Although it was reported that Hoechst 33342 had lower photoconversion than DAPI or Hoechst 33258 (Jež et al. 2012; Żurek-Biesiada et al. 2013), and might be preferred in experiments where photoconversion may cause a problem, we did not find that to be the case in our experiments. For instance, when comparing Figs. 4, 5, and 6, the differences in channel intensities after 3-min exposure to UV were very similar between dyes (Table 1). Furthermore, both Hoechst dyes bleached more rapidly than DAPI, which is especially noticeable with metaphase chromosomes (Figs. 7, 8, and 9), with H33342 bleaching most rapidly accompanied by the loss of distinctive chromosome morphology. The rapid bleaching and high background seen with H33342 argue against its use as a substitute for DAPI.

Table 1 Relative fluorescence of each channel after 3-min exposure to UV. The mean intensity over the stained tissue in each channel is shown here. In all cases, the blue/green channel showed the lowest intensity and the remaining channels were compared to this channel. Relative intensities are indicated below the intensity values

These results, along with previous findings by others, indicate that appropriate care should be taken when performing experiments with multiple fluorochromes that include DAPI or a Hoechst dye as a nuclear stain. Green or red fluorescence that mimics the pattern of DAPI and Hoechst fluorescence should be considered suspect without appropriate controls, or verification using other DNA dyes, such as propidium iodide or TOPRO3, to identify DNA and nuclei.
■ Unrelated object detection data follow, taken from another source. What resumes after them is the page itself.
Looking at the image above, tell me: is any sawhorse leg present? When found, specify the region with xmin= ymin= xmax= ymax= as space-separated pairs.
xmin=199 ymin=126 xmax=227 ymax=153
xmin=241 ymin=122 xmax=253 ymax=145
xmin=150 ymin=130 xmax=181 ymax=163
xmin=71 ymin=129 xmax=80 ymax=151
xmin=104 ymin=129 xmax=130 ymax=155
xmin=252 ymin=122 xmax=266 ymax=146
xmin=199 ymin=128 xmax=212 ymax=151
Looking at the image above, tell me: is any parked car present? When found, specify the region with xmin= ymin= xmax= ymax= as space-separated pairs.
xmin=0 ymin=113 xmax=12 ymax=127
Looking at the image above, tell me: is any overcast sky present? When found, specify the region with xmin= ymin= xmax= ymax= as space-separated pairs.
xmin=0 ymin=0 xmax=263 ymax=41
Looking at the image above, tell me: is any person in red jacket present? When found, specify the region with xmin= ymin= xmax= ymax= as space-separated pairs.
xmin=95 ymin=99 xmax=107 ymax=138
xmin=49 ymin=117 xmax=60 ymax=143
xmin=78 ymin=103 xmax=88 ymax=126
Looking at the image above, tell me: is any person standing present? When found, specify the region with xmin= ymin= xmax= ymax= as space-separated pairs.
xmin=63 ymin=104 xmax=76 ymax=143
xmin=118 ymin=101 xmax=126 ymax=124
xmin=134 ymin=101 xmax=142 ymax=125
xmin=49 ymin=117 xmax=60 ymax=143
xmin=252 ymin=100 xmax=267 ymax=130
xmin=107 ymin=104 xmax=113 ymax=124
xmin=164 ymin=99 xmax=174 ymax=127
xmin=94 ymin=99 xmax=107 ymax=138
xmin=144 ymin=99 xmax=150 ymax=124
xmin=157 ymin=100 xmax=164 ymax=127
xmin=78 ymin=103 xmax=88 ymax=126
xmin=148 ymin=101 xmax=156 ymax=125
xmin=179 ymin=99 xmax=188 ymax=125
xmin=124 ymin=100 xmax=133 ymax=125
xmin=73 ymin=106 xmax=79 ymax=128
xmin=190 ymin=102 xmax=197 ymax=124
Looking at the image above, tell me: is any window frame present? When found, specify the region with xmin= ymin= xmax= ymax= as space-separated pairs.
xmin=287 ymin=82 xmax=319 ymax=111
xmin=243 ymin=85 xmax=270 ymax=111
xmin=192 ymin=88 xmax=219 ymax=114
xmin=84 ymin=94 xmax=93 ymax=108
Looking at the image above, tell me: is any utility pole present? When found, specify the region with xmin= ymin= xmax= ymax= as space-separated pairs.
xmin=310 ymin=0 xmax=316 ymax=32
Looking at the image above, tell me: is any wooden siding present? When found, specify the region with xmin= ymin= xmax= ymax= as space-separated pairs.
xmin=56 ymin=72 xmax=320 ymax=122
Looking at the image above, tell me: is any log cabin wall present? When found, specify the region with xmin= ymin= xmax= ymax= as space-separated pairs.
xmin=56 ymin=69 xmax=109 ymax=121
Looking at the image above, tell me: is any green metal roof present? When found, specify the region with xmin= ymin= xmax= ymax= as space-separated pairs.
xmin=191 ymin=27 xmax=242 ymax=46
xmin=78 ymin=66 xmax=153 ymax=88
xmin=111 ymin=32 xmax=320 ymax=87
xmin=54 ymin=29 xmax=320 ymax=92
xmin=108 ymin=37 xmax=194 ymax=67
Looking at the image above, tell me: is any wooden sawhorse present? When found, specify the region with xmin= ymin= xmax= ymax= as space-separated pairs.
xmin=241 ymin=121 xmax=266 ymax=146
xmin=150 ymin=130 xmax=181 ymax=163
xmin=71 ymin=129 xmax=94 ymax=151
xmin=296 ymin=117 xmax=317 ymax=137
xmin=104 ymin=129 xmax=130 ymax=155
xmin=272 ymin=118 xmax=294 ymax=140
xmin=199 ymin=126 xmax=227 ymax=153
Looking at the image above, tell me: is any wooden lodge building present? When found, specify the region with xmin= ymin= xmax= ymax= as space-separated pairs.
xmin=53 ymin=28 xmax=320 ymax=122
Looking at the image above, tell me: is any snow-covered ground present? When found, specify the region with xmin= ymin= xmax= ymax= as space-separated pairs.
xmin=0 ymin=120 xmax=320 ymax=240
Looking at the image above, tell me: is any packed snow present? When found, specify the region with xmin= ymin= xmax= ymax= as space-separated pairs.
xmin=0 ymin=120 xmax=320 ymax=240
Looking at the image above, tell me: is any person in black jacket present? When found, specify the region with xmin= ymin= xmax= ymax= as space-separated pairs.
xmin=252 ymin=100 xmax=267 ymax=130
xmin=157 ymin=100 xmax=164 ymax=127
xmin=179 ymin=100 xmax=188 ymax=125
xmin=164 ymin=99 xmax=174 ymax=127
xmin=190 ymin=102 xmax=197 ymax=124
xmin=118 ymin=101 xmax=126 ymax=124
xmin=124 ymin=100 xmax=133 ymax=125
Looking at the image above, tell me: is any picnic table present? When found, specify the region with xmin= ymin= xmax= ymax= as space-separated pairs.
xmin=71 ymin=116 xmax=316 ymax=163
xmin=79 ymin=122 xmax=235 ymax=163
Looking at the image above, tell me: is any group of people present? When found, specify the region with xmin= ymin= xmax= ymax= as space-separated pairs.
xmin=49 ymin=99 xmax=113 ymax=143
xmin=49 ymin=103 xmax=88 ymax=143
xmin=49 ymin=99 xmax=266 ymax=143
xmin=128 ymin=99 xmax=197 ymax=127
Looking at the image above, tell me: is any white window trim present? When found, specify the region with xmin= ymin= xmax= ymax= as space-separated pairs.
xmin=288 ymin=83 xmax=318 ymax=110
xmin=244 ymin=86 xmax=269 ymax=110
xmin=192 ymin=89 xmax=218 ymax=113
Clearly, photoconversion of DAPI is not always a problem and DAPI is often used successfully in combination with other fluorochromes. Previous authors recommended that exposure to UV should be as brief as possible, and sequential image capture should be arranged so that longer wavelengths are captured first. When following these principles, we readily imaged fluorescence of AlexaFluor488 at telomeres without interference from photoconverted DAPI (e.g., see the initial time point in Fig. 2). Nonetheless, investigators should be aware of the potential for problems that might arise from the photoconverted forms of DAPI and plan image capture accordingly.